Vasyl Makhno was born in Chortkiv, Ternopil oblast, in 1964. He is a poet, essayist, and translator. He is the author of eleven collections of poetry. His most recent collection, A Paper Bridge, appeared in 2017. He has also published two book of essays: The Gertrude Stein Memorial Cultural and Recreation Park (2006) and Horn of Plenty (2011), and two plays: Coney Island (2006) and Bitch/Beach Generation (2007). Makhno translated Zbigniew Herbert’s and Janusz Szuber’s poetry from Polish into Ukrainian, and edited an anthology of young Ukrainian poets from the 1990s. His poems and essays have been translated into twenty-five languages. His poems and essays appeared in English in Absinthe, Agni, Consequences, Post Road, Poetry International, and others.
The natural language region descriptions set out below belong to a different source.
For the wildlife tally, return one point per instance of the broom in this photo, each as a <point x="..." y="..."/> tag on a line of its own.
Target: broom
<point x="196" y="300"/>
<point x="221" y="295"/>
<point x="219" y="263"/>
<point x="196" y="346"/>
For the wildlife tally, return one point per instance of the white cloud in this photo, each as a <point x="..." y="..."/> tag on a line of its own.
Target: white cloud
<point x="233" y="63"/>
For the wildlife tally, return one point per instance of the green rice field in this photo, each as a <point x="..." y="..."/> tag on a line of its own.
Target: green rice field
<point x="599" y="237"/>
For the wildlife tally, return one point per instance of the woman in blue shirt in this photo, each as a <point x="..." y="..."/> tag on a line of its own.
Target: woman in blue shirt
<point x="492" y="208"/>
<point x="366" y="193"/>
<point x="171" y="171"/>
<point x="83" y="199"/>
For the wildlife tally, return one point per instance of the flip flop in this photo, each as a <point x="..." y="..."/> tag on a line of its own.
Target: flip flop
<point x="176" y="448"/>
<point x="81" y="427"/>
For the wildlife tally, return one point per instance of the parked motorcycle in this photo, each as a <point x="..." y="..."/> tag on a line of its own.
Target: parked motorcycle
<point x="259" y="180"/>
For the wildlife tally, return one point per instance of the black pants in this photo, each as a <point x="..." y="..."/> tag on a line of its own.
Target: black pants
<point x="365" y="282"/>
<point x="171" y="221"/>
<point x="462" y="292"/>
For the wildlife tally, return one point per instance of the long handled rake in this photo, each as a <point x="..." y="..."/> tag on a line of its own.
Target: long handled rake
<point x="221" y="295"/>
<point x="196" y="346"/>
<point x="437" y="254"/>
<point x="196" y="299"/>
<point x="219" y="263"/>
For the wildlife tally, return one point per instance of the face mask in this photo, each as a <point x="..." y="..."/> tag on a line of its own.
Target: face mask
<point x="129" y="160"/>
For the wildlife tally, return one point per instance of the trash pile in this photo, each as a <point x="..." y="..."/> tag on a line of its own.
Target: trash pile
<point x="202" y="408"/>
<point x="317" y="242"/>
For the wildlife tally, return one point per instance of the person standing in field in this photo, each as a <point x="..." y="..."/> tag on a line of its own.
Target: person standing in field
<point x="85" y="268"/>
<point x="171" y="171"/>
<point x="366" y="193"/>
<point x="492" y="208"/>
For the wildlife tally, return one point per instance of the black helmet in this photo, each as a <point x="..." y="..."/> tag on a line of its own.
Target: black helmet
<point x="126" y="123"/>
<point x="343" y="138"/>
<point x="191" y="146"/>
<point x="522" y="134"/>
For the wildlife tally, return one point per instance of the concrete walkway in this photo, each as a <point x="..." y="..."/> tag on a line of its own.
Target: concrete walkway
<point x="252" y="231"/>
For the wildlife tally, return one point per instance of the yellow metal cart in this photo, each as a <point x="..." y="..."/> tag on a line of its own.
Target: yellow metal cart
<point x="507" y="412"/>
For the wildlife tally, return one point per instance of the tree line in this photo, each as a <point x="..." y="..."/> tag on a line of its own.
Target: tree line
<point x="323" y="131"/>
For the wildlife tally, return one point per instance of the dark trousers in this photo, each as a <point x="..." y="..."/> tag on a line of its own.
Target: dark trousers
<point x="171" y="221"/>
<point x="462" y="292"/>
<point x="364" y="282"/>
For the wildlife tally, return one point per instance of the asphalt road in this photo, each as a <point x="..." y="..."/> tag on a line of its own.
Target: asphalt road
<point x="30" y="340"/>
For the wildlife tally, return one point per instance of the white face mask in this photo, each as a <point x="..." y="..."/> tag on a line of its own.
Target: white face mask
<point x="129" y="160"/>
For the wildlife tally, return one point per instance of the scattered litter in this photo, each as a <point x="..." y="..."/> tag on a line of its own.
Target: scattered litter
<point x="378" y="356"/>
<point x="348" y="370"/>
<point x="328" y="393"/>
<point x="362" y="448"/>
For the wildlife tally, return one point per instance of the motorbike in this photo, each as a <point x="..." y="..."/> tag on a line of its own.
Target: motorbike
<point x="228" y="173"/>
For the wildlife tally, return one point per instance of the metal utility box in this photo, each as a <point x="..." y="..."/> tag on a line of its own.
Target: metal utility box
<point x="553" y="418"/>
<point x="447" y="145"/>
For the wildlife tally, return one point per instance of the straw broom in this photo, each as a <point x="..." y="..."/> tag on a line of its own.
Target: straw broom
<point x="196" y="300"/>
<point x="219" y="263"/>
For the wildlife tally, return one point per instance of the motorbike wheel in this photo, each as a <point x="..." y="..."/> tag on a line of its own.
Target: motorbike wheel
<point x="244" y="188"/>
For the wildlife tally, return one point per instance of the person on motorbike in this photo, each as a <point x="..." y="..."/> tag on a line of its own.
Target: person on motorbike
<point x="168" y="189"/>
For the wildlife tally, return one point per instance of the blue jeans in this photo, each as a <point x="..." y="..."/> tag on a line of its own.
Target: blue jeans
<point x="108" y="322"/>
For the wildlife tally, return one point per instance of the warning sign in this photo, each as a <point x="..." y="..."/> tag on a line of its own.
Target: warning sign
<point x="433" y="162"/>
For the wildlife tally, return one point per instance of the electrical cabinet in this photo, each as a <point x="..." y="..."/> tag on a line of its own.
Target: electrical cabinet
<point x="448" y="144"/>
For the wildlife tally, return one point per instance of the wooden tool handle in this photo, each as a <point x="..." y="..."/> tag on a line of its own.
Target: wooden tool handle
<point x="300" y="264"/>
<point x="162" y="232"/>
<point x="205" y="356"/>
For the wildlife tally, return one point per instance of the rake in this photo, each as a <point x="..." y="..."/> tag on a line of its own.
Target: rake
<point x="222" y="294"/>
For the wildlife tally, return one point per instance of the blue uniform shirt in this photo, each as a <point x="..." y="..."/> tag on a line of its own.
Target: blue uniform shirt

Two poetry collections, Thread and Other New York Poems (2009) and Winter Letters (2011), were published in English translation. He is the 2013 recipient of Serbia’s Povele Morave Prize in Poetry and BBC Book of the Year Award 2015. Makhno lives in New York City.

From the Translator

Uilleam Blacker, University College London

Vasyl Makhno was born in Chortkiv, western Ukraine, in 1964. He left Ukraine in the late 1990s, and, after a short time teaching and writing in Poland, ended up in New York, where he still lives. His early work drew on the rich seams of Ukrainian modernism, in particular on the ecstatic and eclectic genius of the interwar poet Bohdan-Ihor Antonych. His trajectory westwards was accompanied by a move away from modernist forms towards a simpler, more outward-looking sensibility. The poet’s eye turned to the strange, new landscapes around him. In New York, he caught the tail end of the activities of the New York Group of post-war Ukrainian émigré poets. His poetry contains fond nods in their direction, but as an immigrant of a different wave, he is more enchanted by New York than his predecessors, and more attuned to its paradoxical mix of local specificity and global reach. Makhno is today surely one of that city’s most dedicated poetic chroniclers, flitting between Chinatown markets and Brooklyn bars – watching, listening and recording.

The four poems published here represent a wrenching return eastwards for Makhno. As he spells out in ‘War Generation’: ‘you may live in New York but you are always/a soldier of your unit – your country – its troubles’. Even a drifter cannot help but be drawn homeward when his home is under threat. And as ‘February Elegy’ proves, even the most modern of Ukrainian poets reaches for the rallying might of Taras Shevchenko, the great national poet, in moments of crisis. The poems are urgent, direct, and violent, in a manner uncharacteristic for Makhno. But perhaps the most effective is ‘On Apollinaire’, where the poet glances back at his earlier, modernist repertoire of dense imagery and symbolism, yet without losing sight of the gravity of the subject: the exhaustion and devastation of an unexpected war.